Photographiée près d’un tableau intitulé Chute libre, Édith Privé relèvera le défi de la création en public au cours de deux activités qui auront lieu en mars et en juin.

Édith Privé relèvera le défi de la création en public

Bien qu’elle pratique la peinture depuis longtemps, c’est seulement cette année qu’Édith Privé travaillera devant public, et ce, deux fois plutôt qu’une. Elle le fera d’abord le 15 mars, à l’hôtel Universel d’Alma, dans le cadre d’une activité-bénéfice, puis du 20 au 23 juin, à l’occasion du Symposium international de peinture et sculpture du Saguenay-Lac-Saint-Jean.

« C’est un petit défi personnel que je m’impose », a mentionné l’artiste il y a quelques jours, lors d’une entrevue accordée au Quotidien. Tant qu’à éliminer un blocage, elle le fera de la manière la plus visible qui soit, au profit d’un organisme sans but lucratif centré sur la santé mentale. Ce jour-là, il n’y aura qu’elle à la tribune, pendant que le souper sera servi. Une toile mesurant 40 par 60 pouces sera posée sur une table, prête à recevoir des giclées de peinture acrylique.

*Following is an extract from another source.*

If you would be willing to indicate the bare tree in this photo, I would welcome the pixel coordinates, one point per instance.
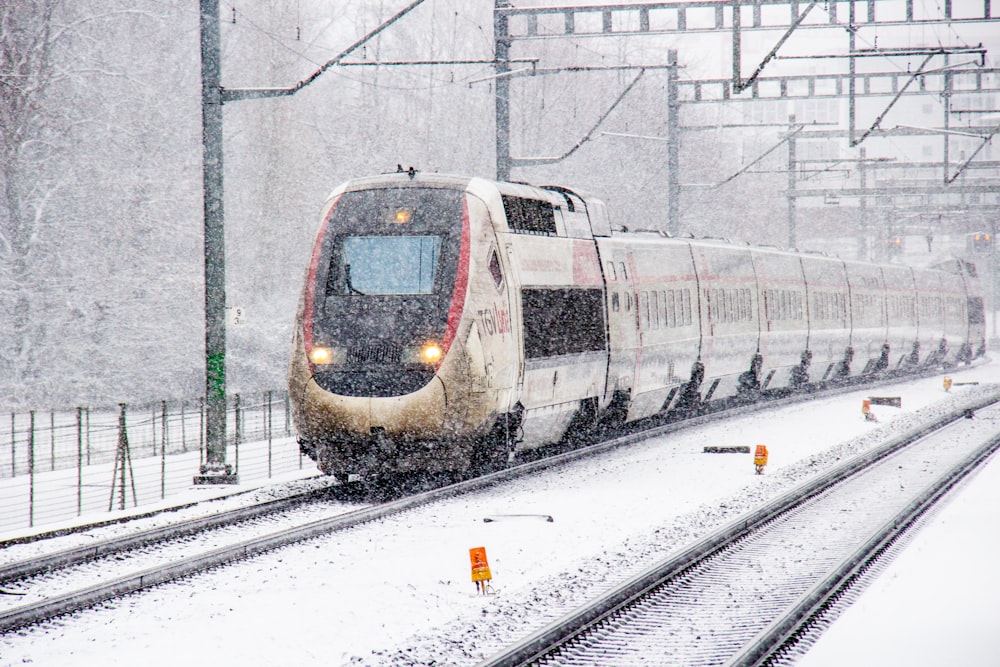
(29, 139)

« Je travaille de cette manière, à plat, en raison d’une limitation à l’épaule. Parfois, je prépare une esquisse, alors qu’à d’autres moments, il y a encore moins de contraintes. Je pars avec une idée en tête, puis ça change en cours de route », explique Édith Privé, dont la création sera vendue à l’encan à la fin de la soirée. La cause lui est d’autant plus chère qu’elle a fait carrière dans le milieu de la santé en tant qu’infirmière.

Édith Privé aime les grands formats, ce qu’illustre ce tableau qu’elle a baptisé L’envol.

Autre première

Après cette performance, l’Almatoise vivra une autre première, en lien avec le symposium. Fière d’avoir été sélectionnée par le comité organisateur, elle a hâte d’installer son chevalet dans le hangar de la zone portuaire de Chicoutimi. « C’est un bel honneur. Ça me donne confiance pour la suite des choses. J’aime faire de grands formats, mais j’apporterai aussi de petites toiles », anticipe celle dont la page Facebook a pour titre ART en PRIVÉ.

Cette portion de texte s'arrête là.